Yesterday was the Monday of a long weekend for me. I could have slept in, but instead, I went out and planted trees with a local group. It was cold at first, and I would be lying if I said it was anything other than hard work. I ran into a few people I haven’t seen in years. There was good coffee, and never a dull moment.
It was an unequivocally positive experience.
I’ve always been a tree hugger. Maybe that’s because I grew up helping out in the family garden, up to my elbows in mulch and soil, with the understanding that, in the family garden, anything I accidentally uprooted, I would have to replant. Maybe it’s because I was lucky enough to attend a school for eleven years that taught tree-planting as a life skill, and where gardening was required every year.
My point is, I love nature, and planting trees is nothing new to me.
But this experience, oddly enough, was.
I’ve done stuff like this before. I’ve gone and planted plants, and set mulch around them, and heaven only knows I am no stranger to watering green saplings with buckets of river water.
But I’ve never been old enough to do it on my own.
I don’t mean that in terms of physical strength. I haven’t actually grown that much in a long time. I mean it in terms of maturity, in terms of my ability to carry on a conversation.

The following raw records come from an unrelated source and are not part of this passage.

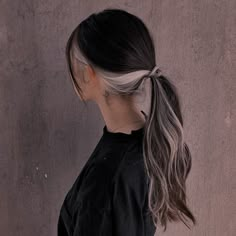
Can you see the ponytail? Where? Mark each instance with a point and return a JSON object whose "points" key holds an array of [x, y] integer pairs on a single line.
{"points": [[166, 156]]}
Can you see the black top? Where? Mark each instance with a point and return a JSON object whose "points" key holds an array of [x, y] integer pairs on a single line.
{"points": [[110, 195]]}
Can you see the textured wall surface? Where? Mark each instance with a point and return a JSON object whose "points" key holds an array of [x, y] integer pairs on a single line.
{"points": [[46, 134]]}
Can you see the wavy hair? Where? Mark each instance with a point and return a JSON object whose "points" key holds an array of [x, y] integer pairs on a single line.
{"points": [[119, 47]]}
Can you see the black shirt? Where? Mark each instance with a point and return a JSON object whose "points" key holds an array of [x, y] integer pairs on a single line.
{"points": [[110, 195]]}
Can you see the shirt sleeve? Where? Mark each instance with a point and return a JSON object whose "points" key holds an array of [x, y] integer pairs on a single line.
{"points": [[90, 220], [128, 201]]}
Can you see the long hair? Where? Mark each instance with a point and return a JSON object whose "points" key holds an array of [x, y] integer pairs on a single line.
{"points": [[118, 45]]}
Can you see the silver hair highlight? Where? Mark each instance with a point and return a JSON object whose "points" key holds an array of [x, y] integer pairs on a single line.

A couple of years ago, maybe even last year, I would have volunteered, and clung to my parents the whole time. Being one of not very many teenagers, there, I might not have introduced myself to only the adults my parents already knew, and I probably would have shied away from the little kids.
But yesterday, that didn’t happen.
I went off on my own, clutching a roll of biodegradeable tape, which I used to mark the newly planted trees, thus saving them from death by being overlooked by a stray lawnmower. I talked with most of the people I encountered, including a lot of little kids, and several people who know my parents. But I was on my own.
And that got me thinking, about trees and symbolism, and growing up.
Because trees? They start out right next to their parent-trees, from which their seeds are dropped. Then they start sprouting roots. But they only flourish if those roots have space to spread out.
However, they won’t spread out if they don’t sprout in the first place. And they won’t sprout if they’re never dropped from a tree.
It’s all a cycle, and every step is reliant on that which came directly before it.
People are like that too. Or at least, I know I am.
I was out and about essentially on my own yesterday, though my parents were there and we did spend some time together at the event. But that wouldn’t have happened if I hadn’t met at least a couple of these people before, which I would not have if I hadn’t stayed close by my parents the last time we did something like this, which we wouldn’t have done if my parents hadn’t ingrained a sense of environmental responsibility in me from a very young age.
It all comes back to the beginning.
It’s like a book.
Every new chapter is new and exciting, but it couldn’t possibly have happened without the chapter before it. Even the first chapter of any book is still heavily reliant on the parts of the story that are not being narrated. And if you don’t have those? Then chances are, I’m not all that interested in the story, because if you ask me, it isn’t one.
It’s as if trees didn’t have roots. They wouldn’t be trees. And if people didn’t have the ability to grow up, we wouldn’t be people.
We would be a race of children (more so than we already have the tendency to be), wandering the earth in search of the Fountain of Aging, instead of the Fountain of Youth..
I would rather be a tree, with its roots that spread far, far away, far enough to become entangled with other roots far enough away that they cannot be seen, even if the viewer stands directly below the tree itself.
In the meantime, I plant the trees, so I may later stand under shade.